C’è chi ha la fortuna di avere una stanza in più che è quindi riuscito ad adibire a “studio-ufficio”, ma c’è anche chi (in tanti) è stato costretto ad arrangiarsi, a ritagliare uno spazio della sua casa, come il salotto, la cucina o la camera da letto per potersi ricreare una postazione di lavoro accettabile. Sono disagi, non solo a livello di spazio, ma soprattutto in termini relazionali e sociali anche nell’ambito dei nuclei familiari.

Quanti di noi hanno affermato “beh, si sta bene a lavorare da casa, ma in effetti un po’ mi manca prendermi un caffè con i colleghi!”. Il rischio è di rinchiudersi sempre più nelle nostre nuove “fortezze”, le nostre case, che da alcuni mesi sono diventate il nostro unico spazio sociale, il nostro “tutto”.

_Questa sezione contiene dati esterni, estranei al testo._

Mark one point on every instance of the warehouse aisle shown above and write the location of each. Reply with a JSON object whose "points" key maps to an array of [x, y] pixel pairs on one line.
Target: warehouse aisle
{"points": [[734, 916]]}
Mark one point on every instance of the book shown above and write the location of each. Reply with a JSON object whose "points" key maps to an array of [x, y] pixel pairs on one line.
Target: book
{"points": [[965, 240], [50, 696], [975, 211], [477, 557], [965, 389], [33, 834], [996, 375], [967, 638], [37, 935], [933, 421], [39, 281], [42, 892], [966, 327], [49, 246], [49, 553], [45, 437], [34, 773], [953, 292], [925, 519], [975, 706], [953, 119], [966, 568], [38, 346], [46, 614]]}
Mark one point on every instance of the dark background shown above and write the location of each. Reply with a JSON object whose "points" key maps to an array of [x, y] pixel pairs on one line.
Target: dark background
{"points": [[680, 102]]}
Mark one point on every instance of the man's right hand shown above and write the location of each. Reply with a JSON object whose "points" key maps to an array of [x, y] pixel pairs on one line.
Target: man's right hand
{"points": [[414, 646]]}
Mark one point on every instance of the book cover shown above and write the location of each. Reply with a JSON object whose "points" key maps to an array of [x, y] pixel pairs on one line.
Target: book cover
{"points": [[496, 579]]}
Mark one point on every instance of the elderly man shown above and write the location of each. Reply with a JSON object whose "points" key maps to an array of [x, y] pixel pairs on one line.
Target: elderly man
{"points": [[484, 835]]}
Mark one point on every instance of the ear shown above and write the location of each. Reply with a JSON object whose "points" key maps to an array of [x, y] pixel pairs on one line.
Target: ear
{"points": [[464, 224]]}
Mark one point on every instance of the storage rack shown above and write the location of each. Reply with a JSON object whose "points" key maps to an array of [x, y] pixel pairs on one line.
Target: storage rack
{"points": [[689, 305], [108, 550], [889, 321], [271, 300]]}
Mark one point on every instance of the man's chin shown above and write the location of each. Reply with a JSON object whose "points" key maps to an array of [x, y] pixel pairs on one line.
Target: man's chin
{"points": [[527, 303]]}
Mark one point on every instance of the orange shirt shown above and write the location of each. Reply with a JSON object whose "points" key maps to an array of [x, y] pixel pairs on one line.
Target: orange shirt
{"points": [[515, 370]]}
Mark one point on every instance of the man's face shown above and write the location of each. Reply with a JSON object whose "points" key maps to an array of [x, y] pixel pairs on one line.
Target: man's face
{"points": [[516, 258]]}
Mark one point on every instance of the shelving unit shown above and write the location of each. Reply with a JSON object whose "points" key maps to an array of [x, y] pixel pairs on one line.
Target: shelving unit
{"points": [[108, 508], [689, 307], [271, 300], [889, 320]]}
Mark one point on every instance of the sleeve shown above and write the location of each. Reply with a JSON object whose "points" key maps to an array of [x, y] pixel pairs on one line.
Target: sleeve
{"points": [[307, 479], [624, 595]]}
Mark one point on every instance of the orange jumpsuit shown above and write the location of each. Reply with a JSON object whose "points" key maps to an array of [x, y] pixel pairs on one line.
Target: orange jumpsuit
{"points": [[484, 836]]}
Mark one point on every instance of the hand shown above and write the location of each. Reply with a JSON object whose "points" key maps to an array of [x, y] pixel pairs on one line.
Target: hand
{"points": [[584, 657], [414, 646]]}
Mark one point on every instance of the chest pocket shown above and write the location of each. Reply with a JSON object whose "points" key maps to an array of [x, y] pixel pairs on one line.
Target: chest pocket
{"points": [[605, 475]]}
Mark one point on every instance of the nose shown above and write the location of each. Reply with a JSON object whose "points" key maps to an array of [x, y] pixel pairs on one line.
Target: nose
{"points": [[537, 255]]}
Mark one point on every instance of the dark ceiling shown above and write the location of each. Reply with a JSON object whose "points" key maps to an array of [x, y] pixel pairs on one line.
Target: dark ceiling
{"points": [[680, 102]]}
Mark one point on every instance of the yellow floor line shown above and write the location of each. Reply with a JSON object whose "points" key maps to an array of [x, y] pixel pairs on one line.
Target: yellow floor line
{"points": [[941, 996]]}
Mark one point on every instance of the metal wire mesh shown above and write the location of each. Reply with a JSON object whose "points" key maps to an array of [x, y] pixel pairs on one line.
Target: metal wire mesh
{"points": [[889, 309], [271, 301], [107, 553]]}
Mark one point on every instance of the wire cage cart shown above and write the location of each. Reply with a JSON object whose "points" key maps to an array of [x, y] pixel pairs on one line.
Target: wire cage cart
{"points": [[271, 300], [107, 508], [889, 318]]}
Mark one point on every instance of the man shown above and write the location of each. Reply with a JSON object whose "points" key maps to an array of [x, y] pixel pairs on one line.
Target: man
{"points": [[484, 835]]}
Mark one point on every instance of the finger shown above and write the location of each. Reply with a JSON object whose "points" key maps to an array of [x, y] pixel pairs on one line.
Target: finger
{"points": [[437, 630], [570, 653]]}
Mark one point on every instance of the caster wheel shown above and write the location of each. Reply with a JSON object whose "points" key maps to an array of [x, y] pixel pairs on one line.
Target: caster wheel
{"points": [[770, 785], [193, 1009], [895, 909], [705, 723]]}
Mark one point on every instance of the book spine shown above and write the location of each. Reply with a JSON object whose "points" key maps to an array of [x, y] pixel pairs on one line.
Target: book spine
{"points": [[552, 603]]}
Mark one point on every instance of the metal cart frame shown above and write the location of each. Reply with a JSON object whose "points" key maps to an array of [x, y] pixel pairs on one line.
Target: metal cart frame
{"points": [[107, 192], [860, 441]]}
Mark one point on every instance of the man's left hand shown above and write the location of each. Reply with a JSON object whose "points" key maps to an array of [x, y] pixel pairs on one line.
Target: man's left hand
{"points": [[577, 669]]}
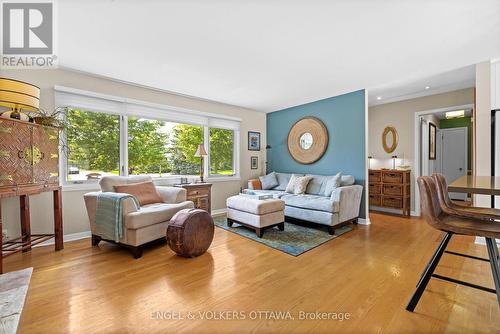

Soluzioni? Certo non possono trovarle i lavoratori da soli e sarebbe invece utile che le aziende valutassero questa problematica e che si attivassero per incentivare le relazioni sociali tra i dipendenti. Ad esempio, organizzando riunioni sporadiche (sempre nelle doverose misure di sicurezza anti-Covid) oppure organizzare almeno una giornata di lavoro “in presenza a turni” in ufficio, come già alcune aziende stanno facendo.

L’ambiente sociale lavorativo è un’importante componente aziendale e per evitare l’alienazione è quindi fondamentale non trascurare i lavoratori come “esseri sociali” abbandonandoli a sé stessi e percependoli solo come “forza lavoro”.

Ora più che mai, il capitale umano non deve essere trascurato, poiché è uno dei pilastri portanti della “struttura-organizzazione-funzionamento” di un’azienda. Al di là delle differenze tra piccole e grandi imprese.